Trees, Jobs and the Economy


It is abundantly clear that trees help people to feel good, heal fast, keep cool and stay safe; but can they help the bottom line? According to the available evidence, trees are unquestionably good for reducing costs and increasing profits. In fact, because of the perpetually warm temperatures of Southern California, Los Angeles area merchants are among those who stand to benefit the most from capitalizing on the economic benefits of trees in their operations.

Preempting the Pushback

Retail merchants often worry that trees will reduce their store’s visibility or require additional labor to maintain. While it is understandable that they do not want to impair marketing efforts or waste employee time sweeping up leaves, such problems are often overstated.
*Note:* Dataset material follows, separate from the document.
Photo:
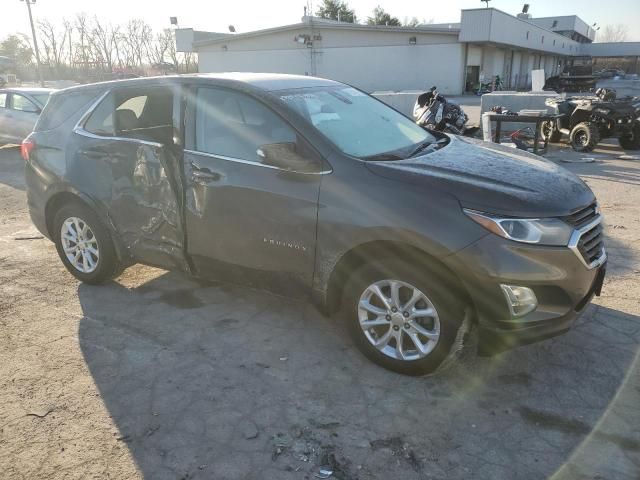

In practice, careful species selection and proper pruning can eliminate many visibility problems. Many cultivars are available that do not exhibit the litter problems associated with the wild species. For example, non-fruiting sweetgum (Liquidambar styraciflua) cultivars do not produce the woody “spike balls” for which the species famous.

Utility Usage

If planted in a well-conceived manner, trees reduce heating and cooling costs. Consider, for example, a large retail shop with a large, south-west-facing wall. This wall absorbs the sun’s most intense rays, and causes a sharp rise in summer cooling costs. Now, imagine the same building, but with a row of trees along the exposed wall. The trees not only provide shade, but they create a cooling effect on the environment through the process of transpiration. A 2002 study by H. Akbari provides some of the most compelling evidence that trees help reduce utility costs. According to the study, the annual electricity savings of an office building surrounded by three trees amounts to between 10 and 35 dollars for every 100 square meters of roof area. (Akbari, 2002)

Air-Conditioned Asphalt

Trees in parking lots are beneficial as well. According to a 1999 study of trees in Davis, California, trees significantly improved the parking lot environment. The study, which was published in the “Journal of Arboriculture,” found that trees reduced the ground-level temperatures by as much as 36 degrees Fahrenheit. (Klaus I. Scott, 1999) This undoubtedly leads to a better customer experience, which encourages return visits.

Money Does Grow on Trees

Trees do not just reduce costs; they actually attract and help retain customers. According to study, after study, after study, customers prefer well-planted shopping areas to those without trees. The Ontario Heritage Tree Alliance has published a partial list of the economic benefits that accompany trees, including those that relate to retail sales. The Alliance cites a 1999 study that found that consumers were willing to pay more for parking, goods and services in well-planted business districts. (Heidenreich)

Trees Don’t Trim Themselves

On the other side of the equation, trees create an abundance of jobs as well. In 2009 alone, California ReLeaf put $3.3 billion in employee pockets. Because the jobs associated with trees are so diverse, it is difficult to estimate how many people nationwide are employed by trees in some fashion (check out this list of 50 tree-related professions by the Tree Foundation of Kern, a non-profit group that works with urban forests).   According to the U.S. Bureau of Labor Statistics, 40,000-odd people were employed as tree trimmers or pruners in 2013. However, this number represents only a percentage of those who work in tree care, as the Bureau does not include self-employed tree trimmers in its statistics. (U.S. Bureau of Labor Statistics, 2013)


Akbari, H. (2002). Shade trees reduce building energy use and CO2 emissions from. Environmental Pollution.

Heidenreich, B. (n.d.). The VALUE OF TREES: Making the Case for Tree Protection. Retrieved from


U.S. Bureau of Labor Statistics. (2013). Tree Trimmers and Pruners.